This month we’ve got some more cut out and keep tips & tricks on how to behave in Japan.
Visiting A Home
The first thing to remember when visiting somebody’s home is to remove your shoes! Normally your host will provide slippers to wear in their house after you’ve removed your shoes at the door.
If your host has a tatami floor, then don’t forget to remove your slippers before stepping onto the tatami. Only bare feet or socks should be worn when walking on the mat.
While we’re talking about slippers, don’t forget to change them when visiting the washroom. There are normally toilet slippers just outside the door which you should use instead.
If you’re lucky enough to be invited to someone’s home and want to take a bath, then as usual in Japan there’s a few rules to follow.

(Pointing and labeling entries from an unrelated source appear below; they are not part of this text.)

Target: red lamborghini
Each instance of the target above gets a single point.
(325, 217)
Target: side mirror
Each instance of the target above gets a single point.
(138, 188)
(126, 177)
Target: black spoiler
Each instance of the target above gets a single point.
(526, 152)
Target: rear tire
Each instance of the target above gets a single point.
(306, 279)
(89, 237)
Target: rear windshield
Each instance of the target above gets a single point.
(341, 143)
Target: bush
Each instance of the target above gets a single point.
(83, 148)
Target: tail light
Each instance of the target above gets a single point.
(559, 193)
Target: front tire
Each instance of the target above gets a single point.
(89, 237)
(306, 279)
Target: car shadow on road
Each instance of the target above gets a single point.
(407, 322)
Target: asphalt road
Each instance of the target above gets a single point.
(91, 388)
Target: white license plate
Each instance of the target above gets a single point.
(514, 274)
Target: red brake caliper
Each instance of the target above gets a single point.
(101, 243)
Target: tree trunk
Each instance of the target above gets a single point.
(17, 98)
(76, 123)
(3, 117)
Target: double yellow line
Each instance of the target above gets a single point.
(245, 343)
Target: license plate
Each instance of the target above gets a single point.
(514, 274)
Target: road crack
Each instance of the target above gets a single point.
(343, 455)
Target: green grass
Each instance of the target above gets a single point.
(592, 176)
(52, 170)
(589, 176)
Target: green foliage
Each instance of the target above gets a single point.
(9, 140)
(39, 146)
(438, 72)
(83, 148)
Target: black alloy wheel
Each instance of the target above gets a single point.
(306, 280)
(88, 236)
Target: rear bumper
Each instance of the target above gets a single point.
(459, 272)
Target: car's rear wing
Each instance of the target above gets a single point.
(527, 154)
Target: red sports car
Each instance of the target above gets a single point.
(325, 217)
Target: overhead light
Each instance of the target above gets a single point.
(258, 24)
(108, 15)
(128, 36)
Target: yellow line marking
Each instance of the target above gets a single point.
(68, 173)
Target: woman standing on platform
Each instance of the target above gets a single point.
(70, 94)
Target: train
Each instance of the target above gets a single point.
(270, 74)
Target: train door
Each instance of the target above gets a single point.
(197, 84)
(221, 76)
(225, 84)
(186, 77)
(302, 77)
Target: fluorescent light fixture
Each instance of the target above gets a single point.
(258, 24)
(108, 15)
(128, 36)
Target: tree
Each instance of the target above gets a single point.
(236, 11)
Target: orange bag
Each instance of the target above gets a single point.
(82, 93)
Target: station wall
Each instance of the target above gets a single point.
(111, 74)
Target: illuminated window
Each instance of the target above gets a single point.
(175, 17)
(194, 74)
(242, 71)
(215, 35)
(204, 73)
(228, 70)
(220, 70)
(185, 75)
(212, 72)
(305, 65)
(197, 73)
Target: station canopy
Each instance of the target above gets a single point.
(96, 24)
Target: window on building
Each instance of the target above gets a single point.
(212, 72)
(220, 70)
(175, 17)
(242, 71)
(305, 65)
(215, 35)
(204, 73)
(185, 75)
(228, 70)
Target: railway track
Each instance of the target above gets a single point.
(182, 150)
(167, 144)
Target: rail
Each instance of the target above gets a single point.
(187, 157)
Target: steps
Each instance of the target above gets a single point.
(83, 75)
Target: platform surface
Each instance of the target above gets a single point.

First, you should wash your body using the shower outside the bath, then you enter the tub, which in Japan is for soaking only and not washing.
After your relaxing soak, get out of the bath and wash again with soap, making sure none gets into the bath water, then soak once more.Although it may be unlikely being a guest, in Japan it’s customary to re-use the bath water for other members of the household, so you don’t cleanse yourself in the bath water, that’s done before you get in!
If you’re dining on a tatami mat then you may have to kneel on the floor. The formal way is called “seiza” and is basically kneeling with your legs behind. Foreigners aren’t normally expected to do this for a long time as it can be uncomfortable.
In more casual situations, men normally sit cross legged and women sit with both legs on one side. These are considered to be the correct casual way to sit for men and women respectively.